Hauza authorities denounce the latest political agreement

A commenter two posts back raises the excellent question what the Shiite parties think of the emerging US-Sunni alliance, and whether they see the potential threat. Without trying to answer the whole question, let's start with the Sadrists, where the answer is yes, they certainly do! The Sadrist-oriented news-website Nahrainnet.net posed the question of the meaning of the recent so-called five-party agreement, which included a promise to roll back de-Baathification, to a number of persons it describes as in the milieu of the Hauza (Shiite religious establishment) in Najaf, and the story is headed: "People in the clerical Hauza milieu treat the proposal for the return of Baathists to power with alarm, and describe it as a victory for terror." The persons quoted have the title Hujjat al-Islam, giving them a degree of academic-religious authority in those circles (and also a facility with language, as we shall see).
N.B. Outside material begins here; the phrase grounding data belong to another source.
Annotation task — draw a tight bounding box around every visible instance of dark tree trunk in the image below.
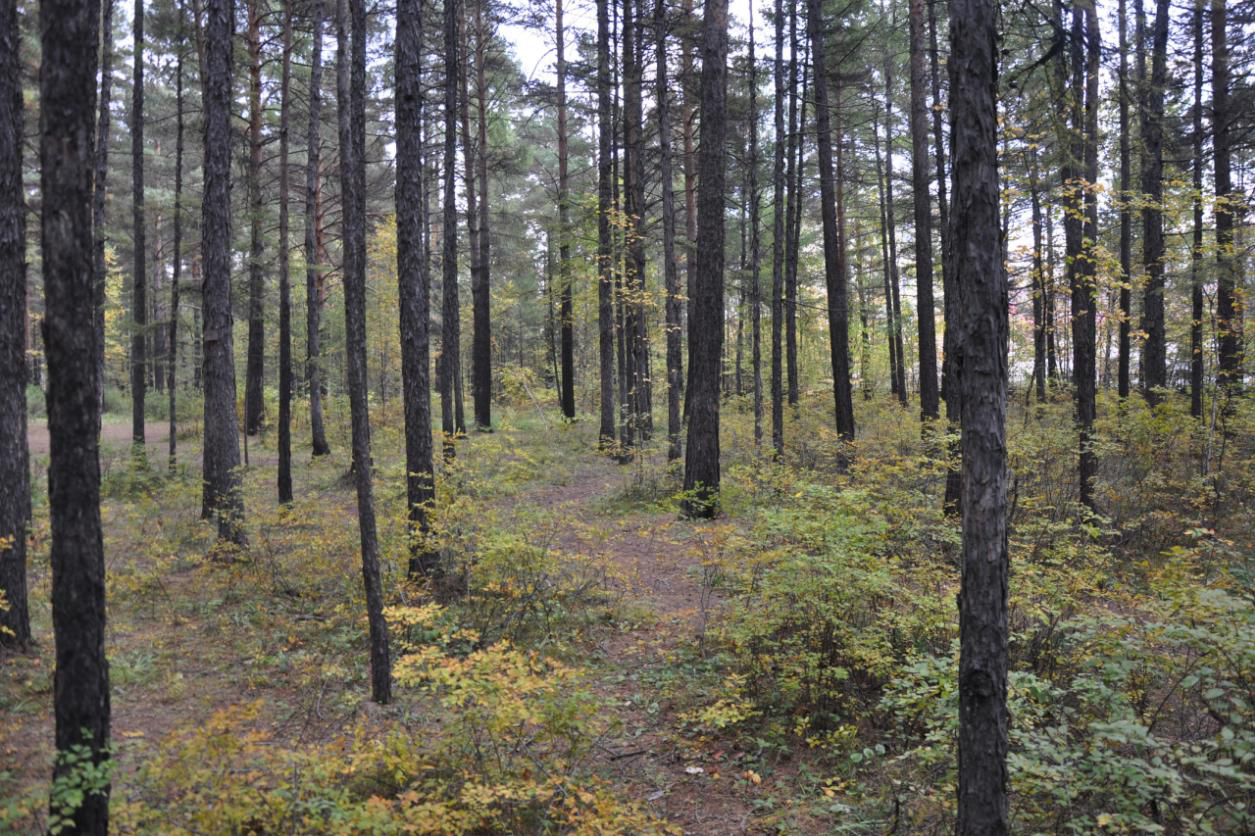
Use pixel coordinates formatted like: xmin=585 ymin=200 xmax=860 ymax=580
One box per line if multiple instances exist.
xmin=785 ymin=22 xmax=807 ymax=406
xmin=277 ymin=0 xmax=294 ymax=502
xmin=441 ymin=0 xmax=463 ymax=455
xmin=623 ymin=0 xmax=650 ymax=443
xmin=131 ymin=0 xmax=147 ymax=446
xmin=748 ymin=2 xmax=762 ymax=447
xmin=1140 ymin=0 xmax=1168 ymax=402
xmin=949 ymin=0 xmax=1009 ymax=828
xmin=0 ymin=0 xmax=30 ymax=650
xmin=557 ymin=0 xmax=575 ymax=420
xmin=909 ymin=0 xmax=940 ymax=423
xmin=1213 ymin=0 xmax=1241 ymax=394
xmin=93 ymin=0 xmax=115 ymax=423
xmin=1189 ymin=0 xmax=1204 ymax=418
xmin=1117 ymin=0 xmax=1132 ymax=400
xmin=873 ymin=104 xmax=900 ymax=400
xmin=244 ymin=0 xmax=265 ymax=436
xmin=201 ymin=0 xmax=246 ymax=543
xmin=169 ymin=3 xmax=186 ymax=470
xmin=471 ymin=0 xmax=493 ymax=431
xmin=809 ymin=0 xmax=856 ymax=441
xmin=681 ymin=0 xmax=729 ymax=519
xmin=770 ymin=0 xmax=785 ymax=455
xmin=338 ymin=0 xmax=391 ymax=703
xmin=881 ymin=48 xmax=907 ymax=405
xmin=655 ymin=0 xmax=682 ymax=459
xmin=305 ymin=1 xmax=330 ymax=456
xmin=597 ymin=0 xmax=617 ymax=448
xmin=1028 ymin=149 xmax=1047 ymax=403
xmin=933 ymin=0 xmax=961 ymax=513
xmin=39 ymin=0 xmax=112 ymax=828
xmin=457 ymin=3 xmax=484 ymax=429
xmin=397 ymin=0 xmax=438 ymax=580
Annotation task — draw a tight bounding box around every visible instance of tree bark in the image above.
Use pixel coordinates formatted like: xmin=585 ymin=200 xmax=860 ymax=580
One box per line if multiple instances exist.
xmin=93 ymin=0 xmax=115 ymax=424
xmin=244 ymin=0 xmax=265 ymax=435
xmin=556 ymin=0 xmax=576 ymax=420
xmin=809 ymin=0 xmax=856 ymax=441
xmin=597 ymin=0 xmax=617 ymax=448
xmin=681 ymin=0 xmax=729 ymax=518
xmin=1028 ymin=148 xmax=1047 ymax=403
xmin=305 ymin=0 xmax=330 ymax=456
xmin=1117 ymin=0 xmax=1132 ymax=401
xmin=0 ymin=0 xmax=30 ymax=650
xmin=131 ymin=0 xmax=147 ymax=446
xmin=169 ymin=2 xmax=186 ymax=470
xmin=39 ymin=0 xmax=112 ymax=828
xmin=1189 ymin=0 xmax=1204 ymax=418
xmin=471 ymin=0 xmax=493 ymax=431
xmin=770 ymin=0 xmax=785 ymax=455
xmin=201 ymin=0 xmax=246 ymax=543
xmin=441 ymin=0 xmax=464 ymax=455
xmin=275 ymin=0 xmax=294 ymax=501
xmin=949 ymin=0 xmax=1009 ymax=827
xmin=881 ymin=44 xmax=907 ymax=405
xmin=1213 ymin=0 xmax=1241 ymax=394
xmin=656 ymin=0 xmax=682 ymax=459
xmin=397 ymin=0 xmax=438 ymax=580
xmin=784 ymin=18 xmax=807 ymax=406
xmin=623 ymin=0 xmax=651 ymax=443
xmin=338 ymin=0 xmax=391 ymax=703
xmin=909 ymin=0 xmax=940 ymax=423
xmin=1139 ymin=0 xmax=1169 ymax=402
xmin=748 ymin=1 xmax=762 ymax=447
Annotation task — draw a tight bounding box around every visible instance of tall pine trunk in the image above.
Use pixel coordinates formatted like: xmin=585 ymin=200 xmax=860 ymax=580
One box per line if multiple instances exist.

The first one describes his reaction as follows:
This decision is a naked disgrace in the mouth of those who claim to represent the sufferings of this people and to defend its rights. The decision represents capitulation to American and British pressure, and to the desires of regional countries led by Saudi Arabia, and it calls for the return of the security officers and the Mukhabarat to tyrannize this people, and this time with the cover of those who claim to represent the will of the Iraqi people!
Another Hujjat al-Islam puts it this way:
This decision represents a dark day in the history of Iraq, justifying killers and their return to their positions to again exercise terror on the people of Iraq. And this during the continuation of a violent campaign against honest people of Iraq, who are killed and arrested on a daily basis by the forces of the Occupation, within sight and hearing of the government whom the people had charged with their security and representation.
In a nutshell: Their view is that the elected government had already capitulated to the Occupation forces in violent persecution of Iraqis (Shiites), and the five-party agreement represents a blatant confirmation of that policy of capitulation, because it explicitly authorizes bringing back the Baathist Mukhabarat. If they were to comment specifically on the question of US arming of Sunni groups (which is something I haven't seen), probably their view wouldn't be any different: The elected government no longer represents the people, so one corollary could naturally be off-the-books US arming of specific groups, which would naturally be seen as having sectarian purposes.

American commenters generally dismiss the five-party agreement as a meaningless gesture to Bush ahead of the Petraeus report. The Hauza, or at least this group--can we call them Sadr-leaning clerics?--doesn't see it that way. It sees the agreement as a milestone in a process of violent US pressure and domestic political betrayal. (For earlier snapshots of the US strategy in this, see for instance "New Rules of Engagement?" (Jan 11 2007) and "Politics of the Sadr City attack" (Aug 9).